Londres: Cidade Global

Nunca a humanidade viu uma mudança tão radical e tão rápida como a que estamos assistindo agora: a fuga das pessoas para as cidades!

Há vinte anos a maioria das pessoas vivia no campo, hoje mais da metade já está nas cidades. E dentro de mais vinte anos só duas em cada 10 pessoas estarão no campo. Portanto, o caos está anunciado! E seus efeitos poderão ser devastadores, sobretudo para os países pobres. E o Brasil é um deles.

Os maiores desafios serão: desemprego, violência, exclusão social, assistência médica, esgotos e lixos, transportes e expansão urbana.

A conversa fiada de que empresas privadas, organizações não governamentais e movimentos de mobilização de pessoas (através de "pontes entre ricos e pobres") poderão assumir os desafios, encontrando soluções, tem vida curta.

Ou os governos começam a encarar de frente o tsunami, ou a situação ficará insustentável. E o desafio envolve também os países ricos, pois do contrário não conseguirão levantar muralhas contra as invasões bárbaras que se anunciam.

Os países do primeiro mundo vêm implementando, com relativo sucesso, projetos de "cidades globais". O que são "cidades globais"? São centros urbanos gigantescos, com milhões de habitantes, bem integradas ao mundo, dotadas de sistemas ágeis de tráfego aéreo, com transportes urbanos fluídos, rede telefônica eficiente e cuidados sanitários abrangentes, apresentando expansão urbana planejada e violência urbana sob controle. São cidades que funcionam 24 horas, nada pára! É o caso de Toronto, Nova Iorque, Londres, Paris.

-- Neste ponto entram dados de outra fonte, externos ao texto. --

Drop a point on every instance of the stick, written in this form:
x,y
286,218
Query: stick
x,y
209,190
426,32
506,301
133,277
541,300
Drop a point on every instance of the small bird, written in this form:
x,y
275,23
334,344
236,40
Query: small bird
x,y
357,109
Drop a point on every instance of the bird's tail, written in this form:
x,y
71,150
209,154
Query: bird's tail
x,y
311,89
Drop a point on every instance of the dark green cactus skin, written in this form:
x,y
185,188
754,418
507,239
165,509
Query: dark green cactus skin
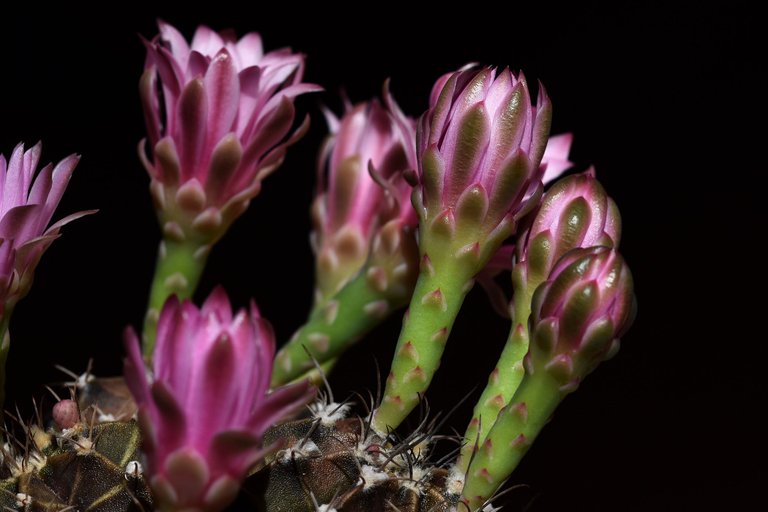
x,y
328,465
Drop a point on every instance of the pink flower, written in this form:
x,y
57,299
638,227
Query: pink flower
x,y
27,204
480,147
370,149
205,412
218,122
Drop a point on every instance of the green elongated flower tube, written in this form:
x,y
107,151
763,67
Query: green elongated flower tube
x,y
364,234
479,148
578,315
575,213
384,285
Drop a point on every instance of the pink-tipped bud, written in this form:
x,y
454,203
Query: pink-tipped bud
x,y
480,147
574,213
580,313
66,413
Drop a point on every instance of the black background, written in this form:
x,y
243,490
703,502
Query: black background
x,y
666,102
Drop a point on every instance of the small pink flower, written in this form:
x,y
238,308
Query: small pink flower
x,y
27,204
219,114
370,149
204,413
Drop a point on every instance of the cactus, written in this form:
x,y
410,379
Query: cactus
x,y
333,462
79,463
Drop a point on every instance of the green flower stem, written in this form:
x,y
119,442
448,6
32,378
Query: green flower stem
x,y
315,376
178,271
333,327
508,373
512,434
440,290
5,345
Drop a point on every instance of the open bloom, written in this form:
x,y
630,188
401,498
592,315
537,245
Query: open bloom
x,y
480,147
27,204
218,120
369,150
579,314
205,411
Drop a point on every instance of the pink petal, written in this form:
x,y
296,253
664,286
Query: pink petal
x,y
206,41
556,156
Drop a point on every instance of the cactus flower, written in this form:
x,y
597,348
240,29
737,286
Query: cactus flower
x,y
579,314
219,115
574,213
555,160
206,404
218,121
26,207
480,147
371,137
27,204
365,234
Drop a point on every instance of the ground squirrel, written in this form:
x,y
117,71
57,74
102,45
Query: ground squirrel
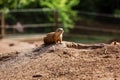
x,y
54,37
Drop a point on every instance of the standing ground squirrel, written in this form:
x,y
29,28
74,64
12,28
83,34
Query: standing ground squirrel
x,y
54,37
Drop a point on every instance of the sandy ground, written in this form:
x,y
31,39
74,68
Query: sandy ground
x,y
66,61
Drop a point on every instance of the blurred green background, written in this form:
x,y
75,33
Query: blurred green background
x,y
84,21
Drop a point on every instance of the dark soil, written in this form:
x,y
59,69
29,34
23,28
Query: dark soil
x,y
66,61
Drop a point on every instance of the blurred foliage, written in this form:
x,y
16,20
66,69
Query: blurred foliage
x,y
64,7
67,8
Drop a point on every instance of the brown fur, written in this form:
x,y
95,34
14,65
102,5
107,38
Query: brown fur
x,y
54,37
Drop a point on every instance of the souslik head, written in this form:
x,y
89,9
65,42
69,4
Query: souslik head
x,y
60,30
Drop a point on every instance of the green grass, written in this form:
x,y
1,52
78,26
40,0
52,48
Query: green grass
x,y
89,39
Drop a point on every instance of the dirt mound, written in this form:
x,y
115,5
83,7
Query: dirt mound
x,y
66,61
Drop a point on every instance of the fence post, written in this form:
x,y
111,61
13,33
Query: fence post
x,y
2,25
56,19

Cidade Letal: tráfego urbano é caótico
Cidade Letal: tráfego urbano é caótico

Já no Terceiro Mundo, estamos assistindo ao crescimento de "cidades letais", nas quais o tráfego urbano é caótico, os aeroportos não funcionam, a telefonia e energia elétrica funcionam de modo irregular, a expansão urbana se faz, sobretudo, sob a forma de favelas, os sistemas de tratamento de lixo e de esgotos são ineficientes, a violência penetrou fundo no tecido social e as doenças epidêmicas (meningites, dengue, hepatites, leptospirose, infecções respiratórias) fugiram do controle.

Numa sociedade moderna, em princípio o poder público intervém para proteger os cidadãos de várias agressões que, em sua ausência, as forças econômicas deixadas ao livre impulso propiciariam. Entre elas estão a ocupação desordenada dos espaços urbanos, a comercialização de produtos adulterados ou contaminados, a oferta de trabalho em condições perigosas (através de "contratos de desespero") e a violência interpessoal  disseminada.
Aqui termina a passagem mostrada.